Study Design and Methods:

• In Vivo (Mouse) Model: Researchers injected murine Lewis lung carcinoma (3LL) cells directly into the lungs of mice. They then created several mouse groups: euthyroid (normal thyroid function), hypothyroid, hypothyroid + T3 replacement, and hypothyroid + T4 replacement.

• Inhibitor Arm: To test the mechanism, some groups also received Tetrac, a compound that blocks T4 and T3 from binding to the integrin αvβ3 receptor.

• Measurements: Tumor growth was tracked over time using bioluminescence imaging.
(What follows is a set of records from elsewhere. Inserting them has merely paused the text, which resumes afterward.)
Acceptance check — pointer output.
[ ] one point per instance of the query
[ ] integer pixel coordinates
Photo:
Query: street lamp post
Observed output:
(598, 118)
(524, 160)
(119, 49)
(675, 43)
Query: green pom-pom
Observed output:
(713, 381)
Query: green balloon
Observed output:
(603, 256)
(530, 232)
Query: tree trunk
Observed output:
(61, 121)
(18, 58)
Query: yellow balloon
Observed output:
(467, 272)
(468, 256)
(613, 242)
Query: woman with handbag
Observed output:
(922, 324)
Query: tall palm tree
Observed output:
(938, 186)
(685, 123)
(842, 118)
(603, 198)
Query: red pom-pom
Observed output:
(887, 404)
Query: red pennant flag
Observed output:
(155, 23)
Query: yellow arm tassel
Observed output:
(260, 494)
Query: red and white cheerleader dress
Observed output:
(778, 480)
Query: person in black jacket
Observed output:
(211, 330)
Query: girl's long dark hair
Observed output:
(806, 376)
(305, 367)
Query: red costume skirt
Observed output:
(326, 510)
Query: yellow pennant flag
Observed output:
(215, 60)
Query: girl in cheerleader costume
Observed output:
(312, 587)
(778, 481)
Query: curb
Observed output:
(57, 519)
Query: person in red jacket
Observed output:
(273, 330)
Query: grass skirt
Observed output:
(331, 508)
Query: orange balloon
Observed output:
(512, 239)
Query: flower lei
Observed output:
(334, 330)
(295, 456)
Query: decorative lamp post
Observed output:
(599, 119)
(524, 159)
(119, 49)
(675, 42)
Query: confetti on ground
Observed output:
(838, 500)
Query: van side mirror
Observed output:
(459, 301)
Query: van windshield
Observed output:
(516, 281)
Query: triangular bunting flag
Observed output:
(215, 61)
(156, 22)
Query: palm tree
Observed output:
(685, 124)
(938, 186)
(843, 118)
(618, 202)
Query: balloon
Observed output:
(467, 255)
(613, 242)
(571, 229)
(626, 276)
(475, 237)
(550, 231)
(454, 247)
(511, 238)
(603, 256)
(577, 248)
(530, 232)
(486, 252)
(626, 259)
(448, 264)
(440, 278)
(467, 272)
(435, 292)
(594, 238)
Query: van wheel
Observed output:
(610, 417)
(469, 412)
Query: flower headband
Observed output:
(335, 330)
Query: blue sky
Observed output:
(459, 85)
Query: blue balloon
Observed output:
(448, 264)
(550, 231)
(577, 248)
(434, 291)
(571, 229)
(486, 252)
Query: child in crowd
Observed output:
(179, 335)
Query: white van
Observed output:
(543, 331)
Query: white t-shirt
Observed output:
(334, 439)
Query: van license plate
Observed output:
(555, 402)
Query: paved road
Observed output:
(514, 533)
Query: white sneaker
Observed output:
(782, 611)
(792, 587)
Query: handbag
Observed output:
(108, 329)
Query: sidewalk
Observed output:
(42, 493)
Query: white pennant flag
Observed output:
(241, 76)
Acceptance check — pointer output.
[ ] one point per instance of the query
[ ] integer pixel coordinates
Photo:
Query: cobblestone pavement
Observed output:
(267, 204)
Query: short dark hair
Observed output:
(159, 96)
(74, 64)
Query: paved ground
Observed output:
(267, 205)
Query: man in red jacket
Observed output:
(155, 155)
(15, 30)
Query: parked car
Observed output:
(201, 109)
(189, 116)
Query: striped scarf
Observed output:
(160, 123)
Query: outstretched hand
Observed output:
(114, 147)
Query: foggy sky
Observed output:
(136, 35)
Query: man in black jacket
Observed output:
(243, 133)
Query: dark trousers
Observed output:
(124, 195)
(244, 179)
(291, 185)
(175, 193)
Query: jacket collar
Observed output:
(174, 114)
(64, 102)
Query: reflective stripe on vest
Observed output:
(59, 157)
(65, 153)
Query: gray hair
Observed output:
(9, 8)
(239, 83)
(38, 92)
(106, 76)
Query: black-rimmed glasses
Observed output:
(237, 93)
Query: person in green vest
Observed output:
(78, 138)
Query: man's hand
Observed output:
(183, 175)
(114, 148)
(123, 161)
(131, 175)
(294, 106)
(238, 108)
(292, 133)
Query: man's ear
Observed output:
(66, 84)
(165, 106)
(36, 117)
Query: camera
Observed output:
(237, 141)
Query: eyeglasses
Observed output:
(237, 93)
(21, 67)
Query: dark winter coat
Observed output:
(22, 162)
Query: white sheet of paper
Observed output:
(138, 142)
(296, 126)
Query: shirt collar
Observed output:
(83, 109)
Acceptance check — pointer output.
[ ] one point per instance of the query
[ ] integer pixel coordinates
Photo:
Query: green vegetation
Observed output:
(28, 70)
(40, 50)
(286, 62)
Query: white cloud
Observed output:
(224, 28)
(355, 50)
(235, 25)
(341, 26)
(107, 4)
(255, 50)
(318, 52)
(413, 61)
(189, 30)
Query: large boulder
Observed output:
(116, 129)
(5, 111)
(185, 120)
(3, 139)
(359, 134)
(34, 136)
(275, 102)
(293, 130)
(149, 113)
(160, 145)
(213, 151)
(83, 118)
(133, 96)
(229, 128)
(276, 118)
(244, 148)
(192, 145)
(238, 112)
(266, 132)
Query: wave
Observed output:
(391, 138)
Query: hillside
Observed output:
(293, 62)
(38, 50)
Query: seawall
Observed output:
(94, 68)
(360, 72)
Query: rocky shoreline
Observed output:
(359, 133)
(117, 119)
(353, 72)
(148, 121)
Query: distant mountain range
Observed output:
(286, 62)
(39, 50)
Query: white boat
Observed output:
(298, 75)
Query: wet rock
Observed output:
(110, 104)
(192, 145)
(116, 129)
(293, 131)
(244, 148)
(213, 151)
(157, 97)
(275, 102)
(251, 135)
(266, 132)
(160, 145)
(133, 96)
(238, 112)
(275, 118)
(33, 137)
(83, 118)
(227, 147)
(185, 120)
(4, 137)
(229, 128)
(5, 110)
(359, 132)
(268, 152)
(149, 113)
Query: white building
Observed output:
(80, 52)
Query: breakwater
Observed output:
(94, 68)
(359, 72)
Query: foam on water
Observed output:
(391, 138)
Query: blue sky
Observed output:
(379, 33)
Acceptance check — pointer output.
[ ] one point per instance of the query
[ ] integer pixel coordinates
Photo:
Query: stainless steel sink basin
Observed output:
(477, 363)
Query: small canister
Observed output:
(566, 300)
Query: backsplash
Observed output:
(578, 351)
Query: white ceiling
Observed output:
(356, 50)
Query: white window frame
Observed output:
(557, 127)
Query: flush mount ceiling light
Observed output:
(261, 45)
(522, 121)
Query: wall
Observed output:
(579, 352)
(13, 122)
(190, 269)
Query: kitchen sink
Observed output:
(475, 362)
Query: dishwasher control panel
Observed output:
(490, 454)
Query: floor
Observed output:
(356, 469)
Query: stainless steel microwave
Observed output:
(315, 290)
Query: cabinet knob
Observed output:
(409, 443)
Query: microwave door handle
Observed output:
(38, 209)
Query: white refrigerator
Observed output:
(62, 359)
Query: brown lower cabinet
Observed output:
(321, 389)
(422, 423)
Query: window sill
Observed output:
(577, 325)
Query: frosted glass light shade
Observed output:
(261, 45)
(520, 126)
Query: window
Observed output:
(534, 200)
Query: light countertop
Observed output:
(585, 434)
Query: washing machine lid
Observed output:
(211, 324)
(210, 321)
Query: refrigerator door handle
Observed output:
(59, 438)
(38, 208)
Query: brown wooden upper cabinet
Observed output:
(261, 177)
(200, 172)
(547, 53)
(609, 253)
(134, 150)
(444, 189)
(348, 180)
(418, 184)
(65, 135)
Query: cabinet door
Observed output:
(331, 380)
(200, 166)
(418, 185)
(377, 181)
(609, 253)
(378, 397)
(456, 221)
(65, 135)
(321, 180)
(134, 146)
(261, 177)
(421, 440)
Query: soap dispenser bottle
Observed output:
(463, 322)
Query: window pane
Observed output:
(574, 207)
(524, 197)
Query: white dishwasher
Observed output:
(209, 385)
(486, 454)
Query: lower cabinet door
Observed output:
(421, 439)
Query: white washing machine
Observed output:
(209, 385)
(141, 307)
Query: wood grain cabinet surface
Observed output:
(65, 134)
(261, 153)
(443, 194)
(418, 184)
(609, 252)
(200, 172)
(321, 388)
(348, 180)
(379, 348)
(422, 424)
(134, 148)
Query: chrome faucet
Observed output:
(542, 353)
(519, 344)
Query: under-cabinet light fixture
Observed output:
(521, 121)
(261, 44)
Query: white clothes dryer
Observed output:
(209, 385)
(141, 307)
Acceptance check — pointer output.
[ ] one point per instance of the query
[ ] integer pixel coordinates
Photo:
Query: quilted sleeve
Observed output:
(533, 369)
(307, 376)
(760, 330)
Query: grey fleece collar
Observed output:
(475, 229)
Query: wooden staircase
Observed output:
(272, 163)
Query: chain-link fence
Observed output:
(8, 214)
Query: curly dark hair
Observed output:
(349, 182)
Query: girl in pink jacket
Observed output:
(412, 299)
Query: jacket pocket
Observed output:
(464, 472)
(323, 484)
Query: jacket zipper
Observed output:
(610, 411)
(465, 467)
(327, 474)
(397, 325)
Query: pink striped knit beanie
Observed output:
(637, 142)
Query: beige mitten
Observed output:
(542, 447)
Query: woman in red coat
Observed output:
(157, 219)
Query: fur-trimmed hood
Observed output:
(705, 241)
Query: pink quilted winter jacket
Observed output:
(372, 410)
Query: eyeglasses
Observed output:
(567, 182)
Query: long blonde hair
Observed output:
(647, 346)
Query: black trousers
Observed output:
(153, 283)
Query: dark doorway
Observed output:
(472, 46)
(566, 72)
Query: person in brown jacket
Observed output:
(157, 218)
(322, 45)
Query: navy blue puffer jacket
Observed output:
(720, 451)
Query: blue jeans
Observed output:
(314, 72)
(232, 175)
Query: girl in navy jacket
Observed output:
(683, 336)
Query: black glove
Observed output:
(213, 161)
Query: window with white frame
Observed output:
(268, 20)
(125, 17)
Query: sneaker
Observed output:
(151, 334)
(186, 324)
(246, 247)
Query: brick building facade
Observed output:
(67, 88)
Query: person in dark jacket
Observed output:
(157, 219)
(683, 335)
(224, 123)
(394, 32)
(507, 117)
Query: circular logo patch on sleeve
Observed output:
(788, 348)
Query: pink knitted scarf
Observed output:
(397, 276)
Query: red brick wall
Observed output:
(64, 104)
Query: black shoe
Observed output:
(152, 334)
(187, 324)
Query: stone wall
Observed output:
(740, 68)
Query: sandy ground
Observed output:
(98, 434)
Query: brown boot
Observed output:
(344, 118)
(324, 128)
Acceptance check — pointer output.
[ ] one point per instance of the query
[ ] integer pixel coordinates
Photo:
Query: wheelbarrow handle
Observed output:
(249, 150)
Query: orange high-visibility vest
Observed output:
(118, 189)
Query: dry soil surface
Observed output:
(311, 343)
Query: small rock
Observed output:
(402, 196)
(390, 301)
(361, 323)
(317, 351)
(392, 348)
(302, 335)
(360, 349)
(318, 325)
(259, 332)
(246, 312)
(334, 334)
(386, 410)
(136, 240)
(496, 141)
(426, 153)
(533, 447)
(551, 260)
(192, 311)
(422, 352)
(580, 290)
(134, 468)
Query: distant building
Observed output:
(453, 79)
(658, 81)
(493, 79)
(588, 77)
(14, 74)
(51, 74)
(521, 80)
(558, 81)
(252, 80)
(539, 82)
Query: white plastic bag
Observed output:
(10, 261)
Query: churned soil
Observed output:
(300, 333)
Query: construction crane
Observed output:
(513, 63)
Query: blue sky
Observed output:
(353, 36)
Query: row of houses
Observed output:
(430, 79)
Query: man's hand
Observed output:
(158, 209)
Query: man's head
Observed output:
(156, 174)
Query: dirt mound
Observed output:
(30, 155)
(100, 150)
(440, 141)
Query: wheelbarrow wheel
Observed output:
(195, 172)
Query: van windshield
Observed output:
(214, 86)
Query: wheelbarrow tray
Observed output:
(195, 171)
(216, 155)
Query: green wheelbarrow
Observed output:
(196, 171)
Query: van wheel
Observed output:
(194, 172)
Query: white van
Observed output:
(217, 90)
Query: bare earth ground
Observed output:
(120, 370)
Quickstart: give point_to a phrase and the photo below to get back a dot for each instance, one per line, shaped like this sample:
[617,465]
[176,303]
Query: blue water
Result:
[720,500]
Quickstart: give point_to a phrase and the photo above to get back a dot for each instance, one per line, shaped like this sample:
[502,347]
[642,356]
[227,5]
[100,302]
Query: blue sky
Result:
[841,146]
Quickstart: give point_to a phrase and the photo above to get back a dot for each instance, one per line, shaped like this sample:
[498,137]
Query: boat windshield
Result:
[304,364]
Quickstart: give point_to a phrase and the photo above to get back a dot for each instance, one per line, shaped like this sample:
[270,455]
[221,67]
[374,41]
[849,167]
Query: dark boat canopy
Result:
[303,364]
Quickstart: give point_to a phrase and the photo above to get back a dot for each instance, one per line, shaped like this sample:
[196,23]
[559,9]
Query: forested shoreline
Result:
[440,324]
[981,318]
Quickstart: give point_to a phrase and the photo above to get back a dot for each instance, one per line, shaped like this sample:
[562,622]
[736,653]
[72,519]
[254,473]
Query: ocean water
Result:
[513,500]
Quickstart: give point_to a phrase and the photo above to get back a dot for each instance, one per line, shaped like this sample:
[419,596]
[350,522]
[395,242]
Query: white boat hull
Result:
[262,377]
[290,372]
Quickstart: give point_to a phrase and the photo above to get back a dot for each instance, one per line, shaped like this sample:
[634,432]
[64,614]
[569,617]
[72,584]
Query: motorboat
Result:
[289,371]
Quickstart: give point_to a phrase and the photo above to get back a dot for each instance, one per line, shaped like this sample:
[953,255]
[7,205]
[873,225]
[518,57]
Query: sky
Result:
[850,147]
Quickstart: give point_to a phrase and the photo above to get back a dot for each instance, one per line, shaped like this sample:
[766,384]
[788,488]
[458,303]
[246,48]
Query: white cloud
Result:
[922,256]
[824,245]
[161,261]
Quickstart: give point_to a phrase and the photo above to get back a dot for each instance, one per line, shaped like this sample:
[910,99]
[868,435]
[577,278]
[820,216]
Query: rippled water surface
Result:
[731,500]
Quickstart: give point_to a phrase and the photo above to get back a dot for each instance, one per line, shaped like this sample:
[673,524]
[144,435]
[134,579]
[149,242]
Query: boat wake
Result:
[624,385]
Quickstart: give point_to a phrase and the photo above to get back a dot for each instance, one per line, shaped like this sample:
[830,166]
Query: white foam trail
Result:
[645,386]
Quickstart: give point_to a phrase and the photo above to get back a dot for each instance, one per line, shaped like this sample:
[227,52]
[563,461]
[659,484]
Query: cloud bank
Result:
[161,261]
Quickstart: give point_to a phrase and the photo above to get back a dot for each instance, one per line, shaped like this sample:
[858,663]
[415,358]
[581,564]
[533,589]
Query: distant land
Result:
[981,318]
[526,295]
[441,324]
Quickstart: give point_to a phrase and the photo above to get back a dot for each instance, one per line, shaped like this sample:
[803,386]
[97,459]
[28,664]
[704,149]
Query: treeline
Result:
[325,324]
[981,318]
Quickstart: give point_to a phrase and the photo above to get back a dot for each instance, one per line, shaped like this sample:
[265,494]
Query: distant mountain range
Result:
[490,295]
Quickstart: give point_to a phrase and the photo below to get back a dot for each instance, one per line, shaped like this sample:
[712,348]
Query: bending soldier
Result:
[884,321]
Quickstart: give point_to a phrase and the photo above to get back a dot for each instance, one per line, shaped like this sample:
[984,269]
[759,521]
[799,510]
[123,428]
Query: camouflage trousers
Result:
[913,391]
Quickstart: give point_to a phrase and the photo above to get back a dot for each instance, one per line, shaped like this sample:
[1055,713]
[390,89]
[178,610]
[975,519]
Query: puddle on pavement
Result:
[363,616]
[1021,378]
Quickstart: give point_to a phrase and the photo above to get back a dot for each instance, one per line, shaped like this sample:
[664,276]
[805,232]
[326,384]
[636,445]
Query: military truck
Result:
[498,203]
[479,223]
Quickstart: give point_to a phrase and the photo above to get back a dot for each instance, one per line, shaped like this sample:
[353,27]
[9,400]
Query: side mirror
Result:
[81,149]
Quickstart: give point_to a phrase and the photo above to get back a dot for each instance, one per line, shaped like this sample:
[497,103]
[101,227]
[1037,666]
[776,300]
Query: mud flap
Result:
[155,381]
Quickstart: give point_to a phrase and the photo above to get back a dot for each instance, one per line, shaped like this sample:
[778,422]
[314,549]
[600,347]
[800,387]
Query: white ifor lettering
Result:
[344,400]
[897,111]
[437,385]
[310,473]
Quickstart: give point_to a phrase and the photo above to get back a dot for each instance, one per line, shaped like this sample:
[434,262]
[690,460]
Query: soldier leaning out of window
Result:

After the experiment, tumors were weighed and analyzed for new blood vessel density (neoangiogenesis) using a CD31 stain.

• In Vitro (Cell) Model: The 3LL cancer cells were also studied in a lab dish to see if T4 directly stimulated their proliferation or activated key cancer-promoting pathways (Akt and Erk).

Key Findings:

• Tumor Growth: Compared to normal (euthyroid) mice, tumor growth was reduced in hypothyroid mice.

• T4 vs. T3 Effect: Treating hypothyroid mice with T4 significantly increased tumor growth and final tumor weight. In contrast, treating with T3 had no effect on tumor growth.

• Mechanism of Action:

  • The T4-driven tumor growth was completely abrogated (blocked) by co-treatment with the integrin αvβ3 inhibitor, Tetrac.

  • In the lab dish, T4 did not directly stimulate the cancer cells to proliferate or activate the Akt/Erk signaling pathways.

  • Analysis of the tumors showed that T4 treatment led to a significant increase in neoangiogenesis (new blood vessels), and this effect was also blocked by Tetrac.

Assertive Critical Appraisal

Conclusions: The authors conclude that in this specific mouse model, T4 promotes lung cancer growth. This effect is not from T4 directly stimulating the cancer cells but is an indirect effect mediated through the integrin αvβ3 receptor, which leads to increased blood vessel formation, supplying the tumor with more nutrients.

Clinical Relevance & Limitations:

• Translational Hypothesis: This is a well-conducted pre-clinical study that provides a plausible biologic mechanism. Its primary value is in generating a hypothesis for human studies. The authors note that many cancer patients become hypothyroid as a side effect of treatments (like checkpoint inhibitors or tyrosine kinase inhibitors) and require levothyroxine (T4) substitution. This study suggests, but does not prove, that T4 substitution in this context might need to be considered more carefully.

• Critical Weakness: This is a mouse model. The findings cannot be directly applied to clinical practice. Human lung cancer biology and the human endocrine system are far more complex.¹

• Endpoint: The study measured tumor growth and neoangiogenesis, not survival. While tumor growth was affected, overall survival in the mice was not different between the ²groups.

Bibliographic Data

• Title: Thyroxine promotes lung cancer growth in an orthotopic mouse model

• Authors: S Latteyer, S Christoph, S Theurer, GS Hönes, K W Schmid, D Führer and L C Moeller

• Journal: Endocrine-Related Cancer

• Year: 2019

• DOI: https://doi.org/10.1530/ERC-18-0353

This analysis is for informational and research purposes only and is not a substitute for professional medical advice, diagnosis, or treatment. Always seek the advice of a qualified health provider with any questions you may have regarding a medical condition.